Beginning, as is his habit, from the bottom, he worked over the entire field of play up to the eyebrows. As he takes the vorpal blade in hand, the weight of responsibility and expectation becomes too much.

He struggles early on, losing all semblance of technique. Pressure guides his every fumble. A lesser man would have crumbled at the accidentally hacking away of the bridge of his nose, but the redoubtable Collingwood gritted onwards and upwards. Onwards and upwards.

Throughout the mist of pain and self-doubt, Collingwood found motivation in the peaceful sound of progress: the sink’s echoing plops as it harvested the falling fibers, foam and flesh. He considered pass glories. His daily facial flagellation at his work experience week at Northern Rock. The unexpected electric razor discovered in Australia. The destruction of the Inadvisable Moustache.

After the blood began to clear away, Collingwood began to rebuild his confidence with a series of short, stubby strokes. Slowly revealing the tea-hued pallor beneath the ginger grizzle, as he roughly nurdled away at the persistent bristles.

In the end, as Collingwood stared deeply into the mirrored image of cuts, gore and pus, he reflected on the past three-hours of graft. Oh course, he wasn’t pretty, even his mother admitted that to him, but he was effective and he got the job done. Perhaps he faces the word as less of a man, but a least he's a man. And, at the end of the day, it’s not how, it’s how many useless ginger sproutings you cut away.

Wednesday, April 29, 2009

England finally reach the Bell End

It took a lot of hinting, cajoling and physical coercing, but the England selections finally gave in to our desires, to show that they know what to do with heads, and satisfying released exactly what we all want to see: a white paper of real substance.

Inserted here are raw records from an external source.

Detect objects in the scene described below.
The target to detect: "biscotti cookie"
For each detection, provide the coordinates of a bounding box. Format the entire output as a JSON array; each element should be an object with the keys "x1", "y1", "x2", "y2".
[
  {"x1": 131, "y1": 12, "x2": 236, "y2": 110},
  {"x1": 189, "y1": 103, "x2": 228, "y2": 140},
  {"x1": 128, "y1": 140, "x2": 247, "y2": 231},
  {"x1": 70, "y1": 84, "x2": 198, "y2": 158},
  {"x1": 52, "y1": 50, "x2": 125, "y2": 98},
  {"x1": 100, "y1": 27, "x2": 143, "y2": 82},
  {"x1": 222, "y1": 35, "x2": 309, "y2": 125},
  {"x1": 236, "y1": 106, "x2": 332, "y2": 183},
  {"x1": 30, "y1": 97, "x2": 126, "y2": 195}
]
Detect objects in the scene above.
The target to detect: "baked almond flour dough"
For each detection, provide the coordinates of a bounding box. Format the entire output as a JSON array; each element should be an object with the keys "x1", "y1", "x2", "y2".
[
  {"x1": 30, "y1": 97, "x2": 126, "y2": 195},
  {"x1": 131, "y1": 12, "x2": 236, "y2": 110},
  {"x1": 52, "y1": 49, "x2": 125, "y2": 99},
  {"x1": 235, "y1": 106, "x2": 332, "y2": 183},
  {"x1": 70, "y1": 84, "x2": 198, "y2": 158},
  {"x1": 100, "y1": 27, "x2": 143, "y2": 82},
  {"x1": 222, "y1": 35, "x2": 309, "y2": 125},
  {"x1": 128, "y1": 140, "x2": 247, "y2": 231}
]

Although, in its usual desperate search for branding with which it could use to “sell” to the “media”, England’s line-up has already been branded as the “new face”, the “future” on our happy march towards the “next era”.

A completely novel era where the bits and pieces player that doesn’t really excel at anything have been given central importance. Let’s look at England new vanguard:

Ravi Bopara – bats a bit, apparently bowls, but the ECB FORBIDS him from doing so.
Paul Collingwood – see above.
Tim Bresnan – although his medium pacers aren’t good enough for international level, he bats a bit, so that’s ok.
Stuart Broad – see above.
Graeme Swann – see above (ish).
Matt Prior – his keeping is rubbish, but…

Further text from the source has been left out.